The evolution of placentotrophy in the Southern Africa Clade of the Skink Genus Trachylepis.

Authors: Brett Schiller, Noah Husband, Sydney Davis, Anna Groehnert, Israel Ocampo.

Mentor: Marcelo N. Pires. (Department of Biological Sciences, Saddleback College, 28000 Marguerite Pkwy. Mission Viejo, CA 92692; mpires@saddleback.edu)

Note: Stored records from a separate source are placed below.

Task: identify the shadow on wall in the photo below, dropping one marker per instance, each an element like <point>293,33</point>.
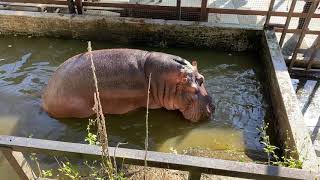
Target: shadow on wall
<point>308,93</point>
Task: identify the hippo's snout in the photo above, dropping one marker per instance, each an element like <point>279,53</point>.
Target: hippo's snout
<point>210,108</point>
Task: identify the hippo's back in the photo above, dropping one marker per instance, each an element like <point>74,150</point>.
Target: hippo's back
<point>118,71</point>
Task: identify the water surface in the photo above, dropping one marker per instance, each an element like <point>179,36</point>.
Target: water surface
<point>233,79</point>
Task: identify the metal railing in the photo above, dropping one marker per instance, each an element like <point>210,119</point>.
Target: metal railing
<point>200,13</point>
<point>13,146</point>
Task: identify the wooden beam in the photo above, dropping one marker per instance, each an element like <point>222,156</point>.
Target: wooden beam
<point>276,29</point>
<point>284,32</point>
<point>204,12</point>
<point>19,164</point>
<point>314,49</point>
<point>71,6</point>
<point>158,159</point>
<point>303,33</point>
<point>168,8</point>
<point>271,5</point>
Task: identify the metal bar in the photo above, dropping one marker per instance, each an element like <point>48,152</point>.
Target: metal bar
<point>158,159</point>
<point>269,13</point>
<point>19,164</point>
<point>314,52</point>
<point>305,26</point>
<point>71,6</point>
<point>178,9</point>
<point>79,6</point>
<point>312,74</point>
<point>284,32</point>
<point>168,8</point>
<point>204,13</point>
<point>297,31</point>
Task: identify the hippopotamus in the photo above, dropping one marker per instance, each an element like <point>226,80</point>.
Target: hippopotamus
<point>123,76</point>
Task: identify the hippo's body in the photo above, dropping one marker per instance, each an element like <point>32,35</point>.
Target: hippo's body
<point>122,76</point>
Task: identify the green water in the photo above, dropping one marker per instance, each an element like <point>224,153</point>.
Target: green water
<point>234,80</point>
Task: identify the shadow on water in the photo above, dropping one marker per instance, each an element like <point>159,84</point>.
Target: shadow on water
<point>234,81</point>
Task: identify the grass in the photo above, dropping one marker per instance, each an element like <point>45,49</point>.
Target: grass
<point>106,168</point>
<point>286,160</point>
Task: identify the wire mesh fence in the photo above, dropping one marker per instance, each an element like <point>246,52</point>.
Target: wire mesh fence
<point>243,13</point>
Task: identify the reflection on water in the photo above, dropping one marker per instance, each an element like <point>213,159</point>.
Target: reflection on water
<point>233,80</point>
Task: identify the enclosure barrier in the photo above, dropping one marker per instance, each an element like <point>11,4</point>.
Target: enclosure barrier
<point>200,13</point>
<point>12,146</point>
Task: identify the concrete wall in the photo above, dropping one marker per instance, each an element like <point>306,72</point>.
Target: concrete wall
<point>289,120</point>
<point>128,30</point>
<point>289,124</point>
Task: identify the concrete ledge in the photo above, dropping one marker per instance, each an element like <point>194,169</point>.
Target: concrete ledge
<point>129,30</point>
<point>290,125</point>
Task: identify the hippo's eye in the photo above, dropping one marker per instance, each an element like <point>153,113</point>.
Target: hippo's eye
<point>200,81</point>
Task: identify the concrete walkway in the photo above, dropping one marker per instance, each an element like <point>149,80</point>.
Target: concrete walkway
<point>308,93</point>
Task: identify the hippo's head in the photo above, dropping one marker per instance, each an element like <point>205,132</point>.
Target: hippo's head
<point>194,101</point>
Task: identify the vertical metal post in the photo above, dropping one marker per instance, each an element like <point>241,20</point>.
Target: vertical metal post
<point>79,6</point>
<point>72,9</point>
<point>285,29</point>
<point>269,13</point>
<point>303,33</point>
<point>19,164</point>
<point>204,13</point>
<point>314,52</point>
<point>178,9</point>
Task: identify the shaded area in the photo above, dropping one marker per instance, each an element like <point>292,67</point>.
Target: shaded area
<point>234,80</point>
<point>308,93</point>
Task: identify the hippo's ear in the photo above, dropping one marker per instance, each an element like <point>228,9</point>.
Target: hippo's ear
<point>195,64</point>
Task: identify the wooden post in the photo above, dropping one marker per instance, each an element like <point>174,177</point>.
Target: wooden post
<point>303,33</point>
<point>178,9</point>
<point>19,164</point>
<point>314,52</point>
<point>269,13</point>
<point>72,9</point>
<point>204,13</point>
<point>285,29</point>
<point>79,6</point>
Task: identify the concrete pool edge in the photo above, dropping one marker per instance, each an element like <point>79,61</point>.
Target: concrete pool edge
<point>129,30</point>
<point>230,37</point>
<point>285,106</point>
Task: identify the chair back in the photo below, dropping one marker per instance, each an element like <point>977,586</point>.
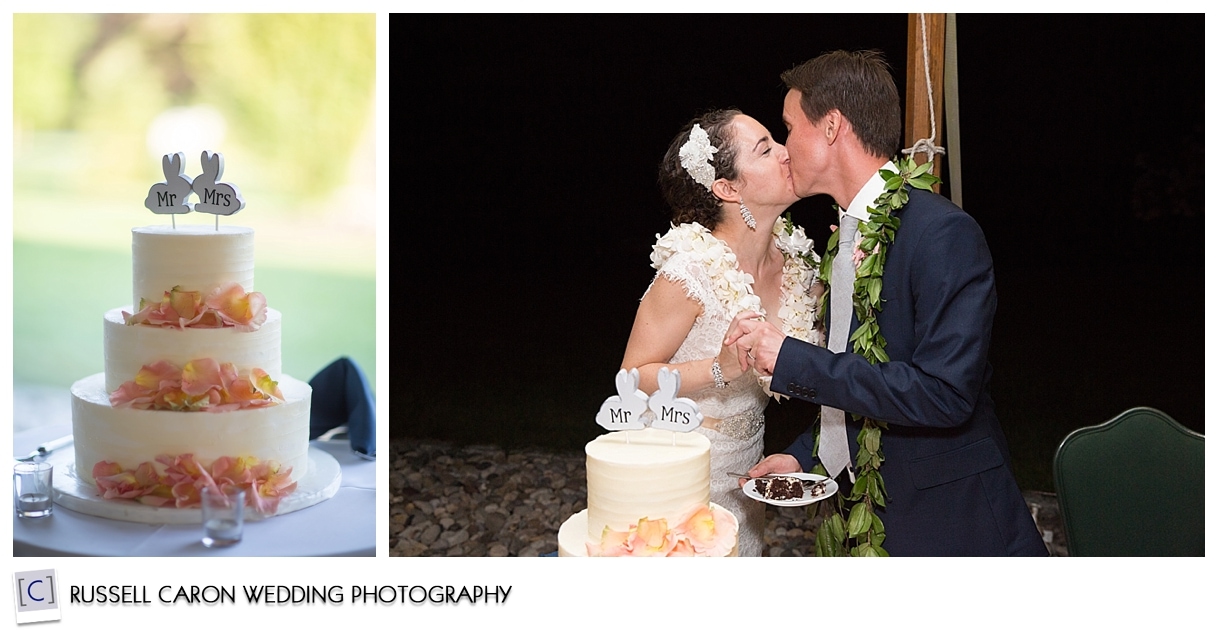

Multiple, independent evolutionary origins of biological traits are often associated with a putative adaptive value. The convergent evolution of mimicry, for example, is a well-known case of the power of natural selection. Therefore, the observation of a complex trait that has evolved independently in multiple lineages but shows no clear adaptive value is intriguing. Such is the case of the evolution of extensive placentotrophy (resource transfer from mother to embryos via placental membranes), an evolutionary event that has occurred in many animal species, but for which no clear or comprehensive adaptive explanation is available. The study of the ecological and evolutionary forces that have favored the origin of placentotrophy requires a group of closely related species that vary in their degree of placentotrophy and exhibit convergent evolution of extensive placentotrophy. We hypothesize that the southern Africa clade of the skink genus Trachylepis may serve as a useful model system for such studies. Here, we report the finding that the closely related species T. spilogaster, T. striata, T. sulcata, and T. variegata express at least intermediate degrees of placentotrophy. The sister species T. occidentalis, on the other hand, is known to be oviparous in some populations and possibly express incipient placentotrophy in other populations. These observations infer that this skink clade includes a previously undocumented evolutionary origin of intermediate to extensive placentotrophy in vertebrates.